1. A male who spent 31 years as a railroad worker before switching professions nine years ago.
2. A 60-something Turkish woman who tells you she’s there because “I thought I should know something about everything.”
3. An accountant who helps independent sex workers looking for guidance on how to pay their taxes and national insurance.
4. A psychiatric nurse who tells you there are two kinds of men in this world, “Men who don’t have the chance to cheat, and men who cheat.”
5. No one else, because everyone else is too busy giving each other shifty eyes.
Also: 20 Tips/Guidelines on How to Become Madam Becky Adams
1. Remember to be saucy, not crude. Refer to male bits as “gentleman’s parts.”
2. Cover your ears, wrists and fingers with diamonds the size of golf balls. Dress in all black to offset your white-blond wispy hair.
3. If anyone asks you where it all went wrong, tell them your slide into illegal debauchery started with the Catholic Church — specifically, because you were educated at a convent in rural Wales and deprived of boys until you were 13.
4. Also, “Blame mum for everything.”
5. Start off with a love of ponies and dreams of becoming a riding instructor. Train at the British Horse Society.
6. Later, make jokes about how you learned to ride something else.
7. Fall in love with an ex-convict. When your ex-convict boyfriend and his friends botch a small robbery, tell yourself, “I’m not going to watch a man cock everything up,” and become his partner in crime.

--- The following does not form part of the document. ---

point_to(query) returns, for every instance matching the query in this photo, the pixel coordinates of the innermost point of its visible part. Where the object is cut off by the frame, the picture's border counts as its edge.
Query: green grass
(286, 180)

8. After you get “captured” for bank fraud, get released on bail, and start a topless car wash service. Paint “Best Hand Job in Town” in hot pink on the side of a van to boost sales.
9. But no matter what, never forget friendship comes first. When a friend says she’s going to become an escort so she can make ends meet, volunteer to drive her to jobs, so if she gets into trouble, someone is there to protect her.
10. Deem the outside appointments too dangerous and open a “massage parlour” that offers “tension release.”
11. Partner up with cooperative of mums from your daughter’s school.
12. Add a transvestite make-up and dressing service. Feather boas will be key here.
13. Tell nosy neighbors you are a “recruitment consultant.” Close enough.
14. Hire an Albanian madam from another brothel to help expand your business. When you find out about her plot to murder you and take over your company, let her go. Who needs her, anyway?
15. After 20 years in the business, flee to France for two years. When you return to the UK, become a university guest lecturer for criminology classes studying the indoor sex market.
16. Make jokes at your talks like, “Thank you for coming. It’s so nice to say that at the beginning rather than the end,” and “Audience participation costs extra.”
17. Write a tell-all book. These are your memoirs of a very British brothel, in case you weren’t sure.
18. Warn everyone that even you are worried about how young people are saturated with sexual imagery and how it’s negatively shaping their views about sex.
20. And of course, never kiss and tell — even when the News of the World offers to pay you.